One day, Annika came downstairs after waking up from her nap dressed like this, though she hadn't been wearing any of it when I tucked her in-- Beauty and the Beast all rolled into one.


Millie dresses herself, too. Some days, she likes red.



Young children in the house means finding lots of things, many of which are wrapped around messes and mischief. Some examples: The girls were taking a bath, and I called to Millie. When she replied to my innocent "How are you girls doing in there?" with a lengthy pause and a "....nothing," I knew she was engaged in what she thought might be a dubious activity. I found this.


Where are my girls? Millie's in that cave, too.


This day's silence meant that they were assembling a neighborhood birthday tea party in the bedroom. Millie is blowing out the candles while Nixie sings.


The tea party, like all classic tea parties, ended with a rousing Jump-On-The-Bed-Till-Mom-Makes-Us-Stop Party.


And then there are times like this, when the house is sepulcher-silent for a dangerous length of time, and I tiptoe upstairs dreading the mess and hushed mischief I'll find only to find this instead.



Thugs. A band picture.



Annika requested that I take a picture of us together and then, without warning, proceeded to do this.

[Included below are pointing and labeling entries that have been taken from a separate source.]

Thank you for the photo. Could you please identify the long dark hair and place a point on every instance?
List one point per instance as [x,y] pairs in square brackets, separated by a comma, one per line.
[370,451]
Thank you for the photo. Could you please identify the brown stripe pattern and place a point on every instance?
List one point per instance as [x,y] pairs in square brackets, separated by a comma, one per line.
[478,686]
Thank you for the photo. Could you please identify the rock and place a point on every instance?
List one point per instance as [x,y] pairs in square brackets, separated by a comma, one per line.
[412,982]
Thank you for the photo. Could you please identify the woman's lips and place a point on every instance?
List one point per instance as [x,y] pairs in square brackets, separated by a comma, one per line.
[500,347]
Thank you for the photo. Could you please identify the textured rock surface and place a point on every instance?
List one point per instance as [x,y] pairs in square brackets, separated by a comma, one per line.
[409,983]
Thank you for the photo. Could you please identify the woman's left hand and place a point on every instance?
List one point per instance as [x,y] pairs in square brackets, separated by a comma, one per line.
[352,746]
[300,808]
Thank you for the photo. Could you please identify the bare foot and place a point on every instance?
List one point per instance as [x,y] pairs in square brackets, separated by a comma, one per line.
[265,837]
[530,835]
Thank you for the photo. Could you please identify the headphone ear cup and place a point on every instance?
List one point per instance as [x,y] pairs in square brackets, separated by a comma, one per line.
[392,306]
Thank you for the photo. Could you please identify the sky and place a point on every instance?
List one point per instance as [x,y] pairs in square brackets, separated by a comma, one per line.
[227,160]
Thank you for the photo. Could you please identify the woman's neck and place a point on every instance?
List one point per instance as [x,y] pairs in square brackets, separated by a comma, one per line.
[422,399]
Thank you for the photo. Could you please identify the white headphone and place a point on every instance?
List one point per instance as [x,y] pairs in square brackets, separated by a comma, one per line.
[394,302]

My triplets. The head in the lower left corner is much larger for some reason....


Lip plump plumps them up.



If only Job Bartholomew Tate were never wrong. If he were inerrant, then I would not have to have a root canal. That weird, translucent, brown popcorn thingy was actually a long-neglected infection in my bone that had spread the length of my jaw. Antibiotics cleared it up, but once our tax refunds come back, I have to schedule a root canal. Thanks a lot, JOB!!!!! This is a picture of me and a numb mouth.




Grandma Owen mailed a box of treats, including this fun book that John read to them before bed. Annika was shocked at the unfolding plot.



I had a fit of madness in which I decided that I should be a good mom and cut out a million hearts for my girls to turn into valentines.


Annika pasted hearts with a vengeance and used up almost all of the glitter.



Millie was diligent in her glue application and left no paper untouched.


They turned out (all sixty-some of them) like this. They're cute and the girls had fun, but I nearly decided that next year, they can simply mail one conversation heart apiece to each person they love. Drop candy heart in envelope, lick envelope, address envelope, mail envelope. It still sounds like a bit much.


Picnic at the bus station.


John at the bus station, so long ago.


When John was in Buffalo, I tried to take a girls-only snapshot after church, but this is how it turned out.




And, lastly, here's evidence that I sow my own brand of mischief. My clumsiness makes for lots of fun, like this knee o' mine that went through the windowpane while we engaged in the waving-goodbye-to-John ritual. (Our windows are the originals from the mid-1800's, and the entire thing needs to be removed in order to fix the pane. Brrrrr. We'll wait for spring, thank you very much.)